Wesley Sneijder e Inter: c’eravamo tanto amati, ma minga trop. Che le storie tra il turbolento olandese (foto by InfoPhoto) e il club di Massimo Moratti fossero rimaste tese anche dopo l’addio invernale, era cosa nota a tutti. Non tali, tuttavia, da far presagire un attacco così virulento come quello lanciato da Wes dalle pagine del quotidiano olandese Der Telegraaf: obiettivo, la dirigenza e Stramaccioni.

Per i giocatori e i tifosi l’ho trovato veramente terribile, ma per altre persone non mi è per nulla dispiaciuto che il club abbia finito la stagione a metà classifica e fuori dall’Europa e che l’allenatore abbia dovuto andarsene. Se non avessi avuto la personalità che ho, dopo un’esperienza del genere non sarei più riuscito a giocare. Hanno provato in tutti i modi a farmi a pezzi: tutti i giorni ce n’era una. Una volta ho portato una persona con me all’allenamento e l’ho lasciata nel bar con gli ospiti degli altri giocatori. Quando sono tornato a prenderlo era scomparso: lo avevano mandato via dal bar, mettendolo in uno sgabuzzino senza finestre. Molte persone all’Inter non meritano la mia fiducia. Spero che quello che è accaduto induca certe persone a meditare, perché non è degno dell’Inter”.

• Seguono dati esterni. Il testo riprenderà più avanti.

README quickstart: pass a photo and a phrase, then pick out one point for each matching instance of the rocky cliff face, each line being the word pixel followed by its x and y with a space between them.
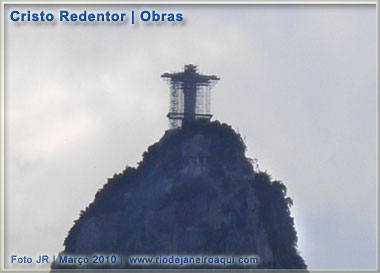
pixel 194 192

Nei giorni del divorzio, ci eravamo schierati senza troppi problemi dalla parte del giocatore: i contratti si firmano in due, non c’è alcuna legge che obblighi un dipendente ad abbassarsi lo stipendio e l’atteggiamento tenuto dall’Inter è stato per molti versi assimilabile a un velato ricatto (o ti spalmi l’ingaggio o non vedi più il campo nemmeno dipinto). E, in generale, al di là delle valutazioni pseudomorali, la strategia di Branca e compagni si era dimostrando al limite del dilettantesco, visti i risultati.

Tuttavia, Wes nel ruolo del povero perseguitato non calza proprio a pennello. Le redazioni sono piene di aneddoti a proposito di alcuni suoi atteggiamenti non esattamente professionali – tra un infortunio che non era proprio un infortunio e un’amichevole disertata per impegni privati non così rilevanti, sfruttando il solito lasciapassare morattiano contro il parere dello staff tecnico, passando per qualche telefonata in via Turati, e via dicendo. L’olandese ha tutto il diritto di non sentire la mancanza dell’Inter e di alcuni personaggi in particolare; l’Inter, da parte sua, la pensa esattamente allo stesso modo (Yolanthe invece ci manca di brutto, ndr).